Préambule par Alexandra Dalbin

Louis XVIII parcourt toute l’Europe avant de pouvoir accéder au trône; lorsqu’il rentre en France, il trouve un nouveau pays, une nouvelle noblesse, une nouvelle organisation administrative et politique. Il lui faut transformer un Empire en monarchie.

Le fils unique de Louis XV laisse quatre fils. L’aîné mort à douze ans, c’est le second qui accédera au trône sous le nom de Louis XVI. Le comte de Provence est le troisième fils. Jeune, il fait déjà preuve de plus de fermeté de caractère que son aîné. Il se découvre un goût prononcé pour le latin. Toute sa vie, il citera en toute occasion, Horace et Virgile.

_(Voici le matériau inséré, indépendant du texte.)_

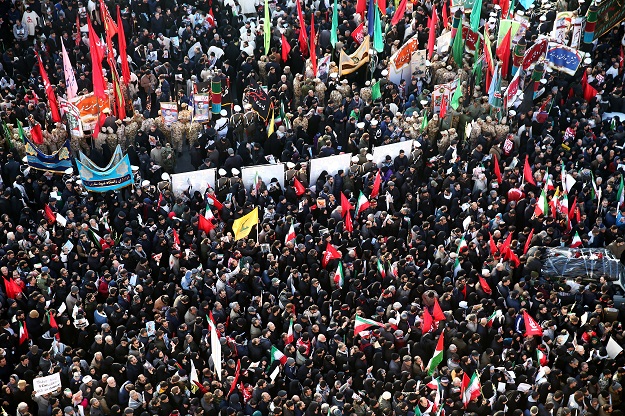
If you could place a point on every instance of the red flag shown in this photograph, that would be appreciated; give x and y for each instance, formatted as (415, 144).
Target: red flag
(527, 172)
(121, 39)
(359, 33)
(299, 187)
(204, 224)
(78, 35)
(445, 15)
(399, 13)
(498, 170)
(589, 91)
(438, 314)
(330, 254)
(303, 39)
(237, 373)
(528, 241)
(503, 52)
(426, 322)
(531, 326)
(493, 246)
(381, 5)
(485, 287)
(96, 53)
(376, 185)
(52, 102)
(443, 111)
(313, 47)
(176, 238)
(50, 216)
(432, 34)
(286, 49)
(345, 205)
(36, 134)
(11, 288)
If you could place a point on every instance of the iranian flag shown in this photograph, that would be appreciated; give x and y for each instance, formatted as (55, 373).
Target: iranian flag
(289, 335)
(23, 333)
(361, 324)
(620, 195)
(339, 277)
(291, 234)
(437, 358)
(362, 203)
(577, 241)
(381, 269)
(542, 206)
(470, 388)
(277, 355)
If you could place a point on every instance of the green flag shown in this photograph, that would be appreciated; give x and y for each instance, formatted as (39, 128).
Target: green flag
(335, 25)
(267, 28)
(476, 13)
(378, 42)
(455, 99)
(21, 131)
(458, 48)
(375, 91)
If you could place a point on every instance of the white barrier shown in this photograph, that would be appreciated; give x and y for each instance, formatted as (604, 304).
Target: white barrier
(392, 150)
(331, 164)
(198, 180)
(265, 172)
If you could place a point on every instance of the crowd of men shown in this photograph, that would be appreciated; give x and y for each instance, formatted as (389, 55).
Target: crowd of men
(441, 245)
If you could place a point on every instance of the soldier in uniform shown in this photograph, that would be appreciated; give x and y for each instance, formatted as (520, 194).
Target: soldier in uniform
(59, 136)
(132, 127)
(169, 158)
(250, 123)
(236, 124)
(222, 185)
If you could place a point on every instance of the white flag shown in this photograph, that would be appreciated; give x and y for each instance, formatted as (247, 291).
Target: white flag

En 1771, il épouse Marie-Joséphine de Savoie. Le comte de Provence, que l’on appelle maintenant «Monsieur», soigne son image. Il cultive ses lettres et son savoir, s’entoure d’académiciens et autres savants.

En 1787, il préside la première assemblée de notables et se montre favorable à certaines réformes. Avocat de la double représentation du Tiers Etat, il dira plus tard que c’était «une des plus grandes fautes de sa vie». Quand il appréhende l’ampleur du mouvement révolutionnaire, il cesse toute opposition pour faire corps avec la famille royale.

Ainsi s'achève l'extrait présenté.